According to the International Diabetes Federation (IDF), the diagnosis of MetS requires the presence of central obesity (waist circumference ≥ 94 cm in males and ≥ 80 cm in females) plus any two of the four following factors: (i) elevated triglycerides (≥ 150 mg/dL or specific treatment for this lipid abnormality); (ii) reduced HDL-c (< 40 mg/dL in males and < 50 mg/dL in females or specific treatment for this lipid abnormality); (iii) elevated blood pressure (systolic ≥ 130 mmHg or diastolic ≥ 85 mmHg or treatment for previously diagnosed hypertension; and (iv) elevated fasting plasma glucose (≥ 100 mg/dL or previously diagnosed type 2 diabetes)[1].

MetS parameters

Fasting glucose, triglycerides and HDL-c were measured by spectrophotometry as previously described[33]. Weight, height, and waist circumference were obtained by physical examination by a trained nurse, and body mass index (BMI) was calculated as weight (kg)/height2 (m). Systolic and diastolic blood pressure were taken at the upper right arm in a seated position.

Inflammatory markers

Fasting specimens were obtained by antecubital needle venipuncture (8–10 a.m.); CRP and fibrinogen levels were measured on the day of blood sampling in the morning.
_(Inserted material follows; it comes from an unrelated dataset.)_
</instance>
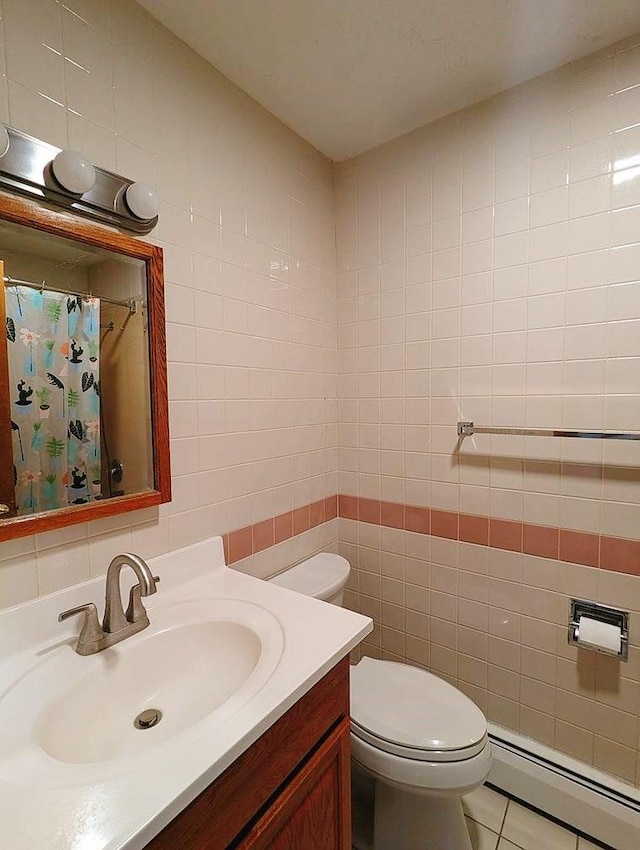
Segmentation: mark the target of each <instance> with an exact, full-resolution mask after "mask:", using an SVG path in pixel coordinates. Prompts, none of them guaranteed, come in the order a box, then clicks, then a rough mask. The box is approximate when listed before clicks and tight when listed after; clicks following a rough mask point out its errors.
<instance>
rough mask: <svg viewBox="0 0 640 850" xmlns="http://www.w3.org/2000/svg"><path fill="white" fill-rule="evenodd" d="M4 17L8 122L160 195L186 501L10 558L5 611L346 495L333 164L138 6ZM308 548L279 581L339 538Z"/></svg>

High-sensitivity CRP levels were quantified by immunoturbidimetry (Menarini Diagnósticos, S.A., Badalona, Barcelona, Spain), and fibrinogen levels were quantified using the Clauss method with the Gernon Hemofibrin L Kit (RAL Técnica para el laboratorio, S.A., Sant Joan Despí, Barcelona, Spain).

Data analysis

Data were processed using IBM SPSS Statistics, v.28.0 (IBM Corp., Armonk, NY). Normality of variables was checked by the one-sample Kolmogorov–Smirnov test. Categorical variables were compared between patients with ROP and HCs at baseline and, in the ROP group, between baseline and 1-year follow-up by the χ2-squared test. Continuous variables that were normally distributed were compared by Student’s t test or by the general linear model if sex needed to be considered. The Mann–Whitney U test was used to compare groups when the dependent variable was either ordinal or continuous, but not normally distributed. The paired-samples t test or the Wilcoxon signed-rank test was used to compare baseline and 1-year follow-up among patients based on the normality of variables. We used Spearman’s rank correlation test to measure the strength of the relationship between variable pairs or partial correlation when sex was considered a confounding factor. Finally, multiple linear regression models with backward elimination were applied to identify the risk factors (independent variables) contributing to MetS components both at baseline and after 1 year of follow-up. Data are presented as adjusted correlation coefficients between the independent variables (predictors) and dependent variables (MetS component) (95% CI; p ≤ 0.05).